In his 35th studio album, Bob Dylan proves a few things to listeners. The first is that he still is an immaculate songwriter, one capable of creating beautiful landscapes and telling fantastic stories with each song. The second thing is that, at the ripe old age of 71, his voice isn’t getting any prettier. These two qualities are what make his latest album, “Tempest,” so flawless from start to finish.
This isn’t “The Freewheelin’ Bob Dylan” or the Bob Dylan from “The Times They Are a-Changing.” No, this man is an older, darker and more eccentric Bob Dylan. Make no mistake; “Tempest” is not for the faint-of-heart, casual Dylan fan. His voice at times borders on grating and the music … oh how the music has changed. Long gone are the days of yore, where Dylan plucked freely at his guitar strings and belted out long, whining notes on his harmonica. In fact, much to the chagrin of some casual fans, that iconic piece of Dylan, the bright silver harmonica, has been left at home for this album.
If you are able to get past these flaws and continue listening to the album, what you will find, is Dylan in his most stripped down and elemental form. His songwriting no longer centers on political protest. It seems that time has weathered Bob’s political tongue, and that he has started to concern himself less with politics and more with the more basic notions that make up life, like love, friendship and death. His storytelling seems to have only sharpened with the passage of time, and this album is chock full of gorgeous stories.

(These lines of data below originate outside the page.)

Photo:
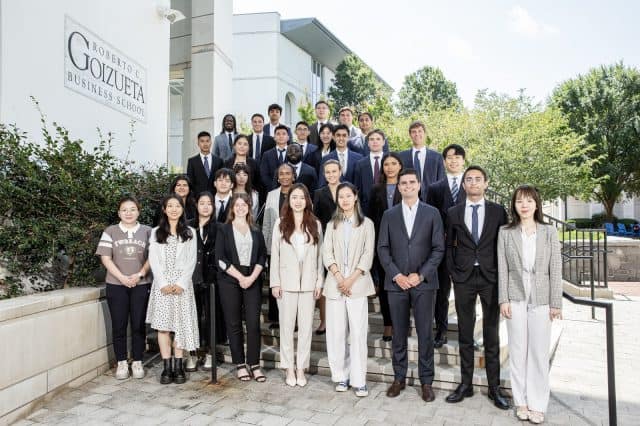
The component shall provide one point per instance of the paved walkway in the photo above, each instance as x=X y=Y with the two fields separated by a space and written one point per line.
x=578 y=383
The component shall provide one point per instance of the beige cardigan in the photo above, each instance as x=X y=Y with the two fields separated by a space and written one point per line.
x=361 y=252
x=284 y=269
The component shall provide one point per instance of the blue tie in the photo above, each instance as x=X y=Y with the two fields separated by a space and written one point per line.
x=474 y=223
x=416 y=164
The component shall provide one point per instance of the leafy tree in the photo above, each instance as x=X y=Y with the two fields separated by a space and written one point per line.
x=427 y=90
x=604 y=106
x=356 y=85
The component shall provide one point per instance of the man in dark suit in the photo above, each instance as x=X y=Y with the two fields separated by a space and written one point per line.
x=259 y=142
x=272 y=158
x=369 y=168
x=275 y=112
x=322 y=117
x=427 y=161
x=442 y=195
x=410 y=248
x=202 y=167
x=302 y=138
x=472 y=235
x=347 y=158
x=303 y=173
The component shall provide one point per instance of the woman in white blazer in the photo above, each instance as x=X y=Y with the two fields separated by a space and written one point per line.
x=296 y=276
x=173 y=252
x=530 y=296
x=348 y=251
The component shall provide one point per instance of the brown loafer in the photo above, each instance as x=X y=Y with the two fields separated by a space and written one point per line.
x=427 y=393
x=395 y=388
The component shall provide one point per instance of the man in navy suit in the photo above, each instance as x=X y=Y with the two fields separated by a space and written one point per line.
x=272 y=158
x=302 y=138
x=342 y=154
x=369 y=168
x=426 y=161
x=259 y=142
x=442 y=195
x=275 y=112
x=202 y=167
x=410 y=248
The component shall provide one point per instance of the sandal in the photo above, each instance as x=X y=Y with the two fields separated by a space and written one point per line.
x=243 y=377
x=260 y=378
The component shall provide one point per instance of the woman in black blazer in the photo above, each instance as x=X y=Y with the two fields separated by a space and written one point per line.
x=241 y=255
x=384 y=195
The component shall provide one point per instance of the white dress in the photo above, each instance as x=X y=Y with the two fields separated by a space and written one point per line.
x=173 y=312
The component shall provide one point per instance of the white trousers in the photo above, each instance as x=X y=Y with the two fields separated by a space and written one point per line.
x=294 y=304
x=529 y=335
x=347 y=323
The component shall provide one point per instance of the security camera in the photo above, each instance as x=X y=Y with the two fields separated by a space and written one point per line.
x=171 y=15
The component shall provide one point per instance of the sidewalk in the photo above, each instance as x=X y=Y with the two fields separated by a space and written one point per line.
x=578 y=383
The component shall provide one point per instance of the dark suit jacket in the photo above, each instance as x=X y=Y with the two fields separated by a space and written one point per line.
x=199 y=179
x=420 y=252
x=432 y=169
x=352 y=158
x=227 y=254
x=266 y=143
x=439 y=196
x=205 y=271
x=462 y=251
x=324 y=206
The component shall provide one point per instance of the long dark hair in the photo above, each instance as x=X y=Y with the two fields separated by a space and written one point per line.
x=526 y=191
x=164 y=229
x=338 y=215
x=309 y=220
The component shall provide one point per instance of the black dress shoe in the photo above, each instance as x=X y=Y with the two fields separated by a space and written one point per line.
x=499 y=399
x=462 y=391
x=440 y=340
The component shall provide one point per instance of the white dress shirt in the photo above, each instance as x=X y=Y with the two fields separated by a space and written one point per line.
x=409 y=215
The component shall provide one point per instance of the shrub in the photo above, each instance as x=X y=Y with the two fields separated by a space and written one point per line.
x=55 y=200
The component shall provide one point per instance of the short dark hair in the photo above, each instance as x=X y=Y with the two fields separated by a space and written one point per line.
x=225 y=172
x=474 y=167
x=409 y=171
x=416 y=124
x=367 y=114
x=458 y=150
x=341 y=127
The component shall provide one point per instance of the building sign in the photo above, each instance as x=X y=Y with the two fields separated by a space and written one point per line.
x=94 y=68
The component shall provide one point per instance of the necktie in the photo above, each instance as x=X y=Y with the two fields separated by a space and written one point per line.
x=376 y=169
x=207 y=169
x=221 y=211
x=416 y=164
x=454 y=190
x=256 y=155
x=474 y=223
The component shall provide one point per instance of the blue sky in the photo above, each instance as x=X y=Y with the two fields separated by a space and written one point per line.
x=499 y=45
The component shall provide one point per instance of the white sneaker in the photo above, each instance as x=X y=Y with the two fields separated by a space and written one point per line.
x=122 y=372
x=137 y=370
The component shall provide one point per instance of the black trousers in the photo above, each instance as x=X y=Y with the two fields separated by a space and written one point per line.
x=400 y=304
x=237 y=301
x=466 y=294
x=442 y=299
x=128 y=304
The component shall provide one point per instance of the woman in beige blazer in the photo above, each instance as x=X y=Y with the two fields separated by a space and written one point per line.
x=349 y=246
x=296 y=276
x=530 y=296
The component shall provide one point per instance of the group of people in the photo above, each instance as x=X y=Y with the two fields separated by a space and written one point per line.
x=342 y=219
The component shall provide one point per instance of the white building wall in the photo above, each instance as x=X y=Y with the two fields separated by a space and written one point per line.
x=32 y=55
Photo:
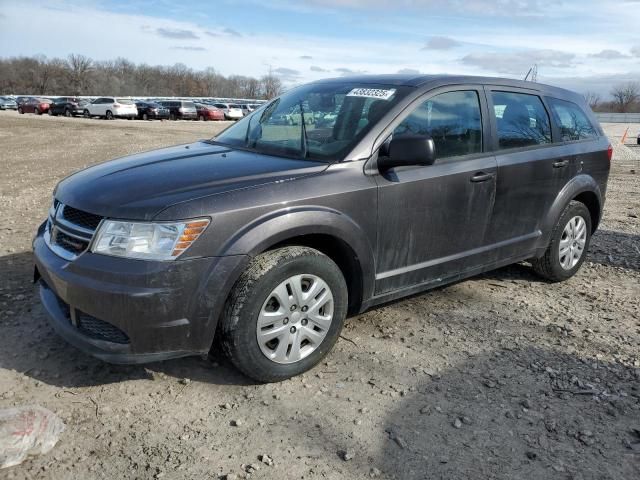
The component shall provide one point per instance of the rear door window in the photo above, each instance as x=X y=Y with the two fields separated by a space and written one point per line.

The album moves along with a fundamental, country, bluesy feeling, filled with crying violins and howling vocals. However, it starts out on a lighter note with Dylan philosophizing over the emotions a simple noise can evoke on “Duquesne Whistle.”
The album continues on with “Narrow Way,” a quintessential bluesy rocker that gets the tempo moving on the album. Soon after that though, the mood starts to become darker. “Scarlet Town” is a somber, rustic tune filled with chilling piano play. Dylan talks personal struggles and shortcomings saying, “In Scarlet Town, you fight your father’s foes/Up on the hill, a chilly wind blows.”
The mood continues downward in songs like “Tempest,” a 14-minute ballad about the Titanic tragedy. It doesn’t matter that Dylan wasn’t on the Titanic, or even that his account of its sinking isn’t that historically accurate. It’s the chilling imagery he conjures with lines like, “Dead bodies already floating/In the double-bottomed hull.” At the end of the song, it seems that Bob Dylan has told a story akin to James Cameron’s masterpiece.
The album ends with a sobering tribute to his old friend John Lennon in “Roll on, John.” He relives the feelings of grief and regret he felt for the loss of his friend, and in typical Dylan fashion uses imitation as an homage, harkening the classic Beatles song “A Day in The Life” when he states simply, “I heard the news today, oh boy.”
At the end of “Tempest,” you’re left with a grave reality. Like so many of those described in his new album, Bob’s time might soon come to pass. The reminiscent tone of the album at times feels more like a eulogy than a folk album, and may lead listeners to wonder if this could be Dylan’s swan song. For our sakes, I hope not. Because if this album proves anything, it’s that this old dog still has some gems left in him.